How to Monetize a Newsletter With Under 1,000 Subscribers (The Real Numbers From 4 Newsletters I Run)

Real talk first. I run 4 newsletters. The biggest is at 3,400 subscribers, the smallest is at 180 subscribers. I am going to share the actual revenue from each one, the actual monetization strategy, the actual conversion rates, and the things that worked versus the things that did not. The reason I am sharing the small newsletters is that most “how to monetize” articles only cover newsletters with 10,000+ subscribers, which is unhelpful if you are starting from under 1,000. The 180 subscriber newsletter I am about to walk through makes $40 a month. That is not life changing money, but it is real money, and it is the kind of money that compounds over time.

The 4 newsletters are. Marketing Tools Weekly (3,400 subs, $1,000 to $1,400 a month from sponsorships). Freelance Digest (1,100 subs, $280 a month from sponsorships and a paid tier). The Curious Generalist (410 subs, $90 a month from affiliate links). The 180 subscriber one is a private newsletter I run for a niche community of freelance writers, and it makes $40 a month from a $5 paid tier. The point is that even a 180 subscriber newsletter can be monetized, and the strategies that work at 180 subscribers are different from the ones that work at 3,400.

Newsletter creator with growing subscriber count and revenue

The 3 monetization models that work for small newsletters

There are 3 main ways to monetize a newsletter with under 1,000 subscribers. Paid tier (subscriptions). Affiliate links. Sponsorships. The right model depends on your audience, your content, and your goals. I am going to walk through each one, with the actual revenue I am generating, the actual conversion rate, and the actual best use case for each.

Model one. Paid tier. The reader pays $5 to $20 a month for a paid version of the newsletter, with bonus content, an archive, or a community. Conversion rate is typically 2% to 5% of free subscribers. At 180 subscribers and 22% paid conversion (which is unusually high, more on why in a moment), I get $40 a month. The advantage of the paid tier is that the revenue is recurring and predictable. The disadvantage is that the free tier conversion rate caps at 5% to 10% in the best case, and the absolute revenue is bounded by the size of the free list.

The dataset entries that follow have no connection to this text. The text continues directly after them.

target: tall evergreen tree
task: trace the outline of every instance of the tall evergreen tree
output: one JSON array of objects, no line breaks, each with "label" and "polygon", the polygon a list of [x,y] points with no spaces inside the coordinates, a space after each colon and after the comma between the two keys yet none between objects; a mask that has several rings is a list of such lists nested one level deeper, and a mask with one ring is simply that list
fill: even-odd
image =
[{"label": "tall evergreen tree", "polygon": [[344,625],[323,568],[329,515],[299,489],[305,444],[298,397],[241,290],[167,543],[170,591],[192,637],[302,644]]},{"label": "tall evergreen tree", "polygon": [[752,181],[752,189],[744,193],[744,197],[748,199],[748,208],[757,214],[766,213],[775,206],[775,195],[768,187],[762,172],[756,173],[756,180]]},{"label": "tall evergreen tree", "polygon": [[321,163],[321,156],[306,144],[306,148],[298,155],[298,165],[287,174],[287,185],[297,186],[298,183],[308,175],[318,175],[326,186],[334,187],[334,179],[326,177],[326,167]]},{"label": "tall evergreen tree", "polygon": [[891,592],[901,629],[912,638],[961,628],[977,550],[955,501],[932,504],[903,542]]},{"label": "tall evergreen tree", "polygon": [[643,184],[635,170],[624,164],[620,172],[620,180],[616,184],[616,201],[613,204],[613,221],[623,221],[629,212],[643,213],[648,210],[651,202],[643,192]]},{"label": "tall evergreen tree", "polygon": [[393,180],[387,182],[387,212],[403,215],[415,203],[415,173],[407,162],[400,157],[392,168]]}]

Model two. Affiliate links. You recommend a product, the reader buys it through your link, and you get a commission. Typical commission is 20% to 50% of the product price. At 410 subscribers and a 1.5% click to purchase rate, and an average commission of $15, I get $90 a month. The advantage of affiliate is that you do not need a large list to make money. The disadvantage is that the revenue is lumpy (a few sales a month, not a steady stream) and the reader’s trust is on the line every time you recommend something.